Strengths and limitations

To the best of our knowledge, this trial is one of the first to test a long-term effect of a PA intervention and to investigate the causal relationship between PA and PR-benefits using an interventional design after 3 months of PR and 9 months of follow-up. It therefore helps to understand the importance of achieving the long-term goals of PR as described in the guidelines for PR by major respiratory Societies [8]. The present PA-telecoaching intervention was specifically tailored to patients with COPD and took several aspects of intervention implementation into account which were reported in the previous RCT [21].

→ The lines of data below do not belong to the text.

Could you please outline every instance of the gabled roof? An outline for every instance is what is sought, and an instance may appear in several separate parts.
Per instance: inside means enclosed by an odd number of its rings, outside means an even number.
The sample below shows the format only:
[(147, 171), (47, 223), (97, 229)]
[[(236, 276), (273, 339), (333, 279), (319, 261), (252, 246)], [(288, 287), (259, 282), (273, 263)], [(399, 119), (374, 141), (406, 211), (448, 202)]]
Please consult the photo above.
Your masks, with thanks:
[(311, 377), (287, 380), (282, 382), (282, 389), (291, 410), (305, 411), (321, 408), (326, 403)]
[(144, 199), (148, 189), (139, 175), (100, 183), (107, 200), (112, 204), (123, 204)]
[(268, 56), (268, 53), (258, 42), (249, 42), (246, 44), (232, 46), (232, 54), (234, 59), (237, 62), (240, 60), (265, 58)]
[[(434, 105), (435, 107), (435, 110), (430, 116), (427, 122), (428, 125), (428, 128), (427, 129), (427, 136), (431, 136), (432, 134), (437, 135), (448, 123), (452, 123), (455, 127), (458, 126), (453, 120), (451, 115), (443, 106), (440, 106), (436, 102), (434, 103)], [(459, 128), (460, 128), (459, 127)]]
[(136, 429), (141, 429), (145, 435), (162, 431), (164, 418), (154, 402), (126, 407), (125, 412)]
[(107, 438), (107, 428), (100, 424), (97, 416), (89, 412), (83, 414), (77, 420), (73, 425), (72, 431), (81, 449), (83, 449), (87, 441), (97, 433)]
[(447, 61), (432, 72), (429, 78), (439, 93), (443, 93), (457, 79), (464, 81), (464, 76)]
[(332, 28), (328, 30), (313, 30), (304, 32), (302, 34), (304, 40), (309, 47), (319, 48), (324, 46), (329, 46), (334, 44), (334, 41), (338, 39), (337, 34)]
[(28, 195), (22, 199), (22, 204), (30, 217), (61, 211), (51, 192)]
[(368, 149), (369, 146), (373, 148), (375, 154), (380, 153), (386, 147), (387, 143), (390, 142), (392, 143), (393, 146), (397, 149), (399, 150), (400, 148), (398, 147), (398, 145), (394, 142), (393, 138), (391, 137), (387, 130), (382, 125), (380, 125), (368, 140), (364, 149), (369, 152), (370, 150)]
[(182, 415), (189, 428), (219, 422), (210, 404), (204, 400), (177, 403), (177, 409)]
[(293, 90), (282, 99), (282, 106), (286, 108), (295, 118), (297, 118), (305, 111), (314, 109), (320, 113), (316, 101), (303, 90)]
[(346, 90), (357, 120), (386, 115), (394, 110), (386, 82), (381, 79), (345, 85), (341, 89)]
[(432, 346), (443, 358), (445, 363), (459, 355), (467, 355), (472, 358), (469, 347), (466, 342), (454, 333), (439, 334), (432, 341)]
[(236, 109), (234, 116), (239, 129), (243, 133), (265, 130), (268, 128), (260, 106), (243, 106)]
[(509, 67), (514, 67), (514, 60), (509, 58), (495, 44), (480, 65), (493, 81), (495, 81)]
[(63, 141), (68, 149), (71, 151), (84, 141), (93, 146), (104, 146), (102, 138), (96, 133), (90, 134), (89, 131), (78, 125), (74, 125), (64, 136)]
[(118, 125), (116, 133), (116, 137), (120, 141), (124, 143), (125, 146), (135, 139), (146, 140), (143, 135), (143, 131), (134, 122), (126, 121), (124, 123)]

Due to the nature of the intervention, patients could not be blinded for group allocation. PR-sessions were performed in group and contamination could not be prevented. This study was conducted in a 6-month outpatient PR setting. This needs to be considered for the external validity of our findings. However, the actual PA-telecoaching intervention started after 3 months of PR. The study by Spielmanns et al. is a first external validation that the concept of starting PA coaching after shorter PR may also be successful [18]. The results related to changes from 0 months to 12 months of PR in clinical outcomes often related to PA were exploratory and not corrected for multiple testing and, therefore, should be interpreted with caution and confirmed in further prospective studies.

Conclusion

The implementation of a semi-automated PA-telecoaching program after a 3 months-PR program was effective to improve the amount of PA. Contrary to our hypothesis, this did not result in a better maintenance of other PR-acquired benefits. Further studies need to look into further strategies to maintain the overall physical fitness benefits of PR as steps-guided PA-telecoaching may not suffice to achieve this goal.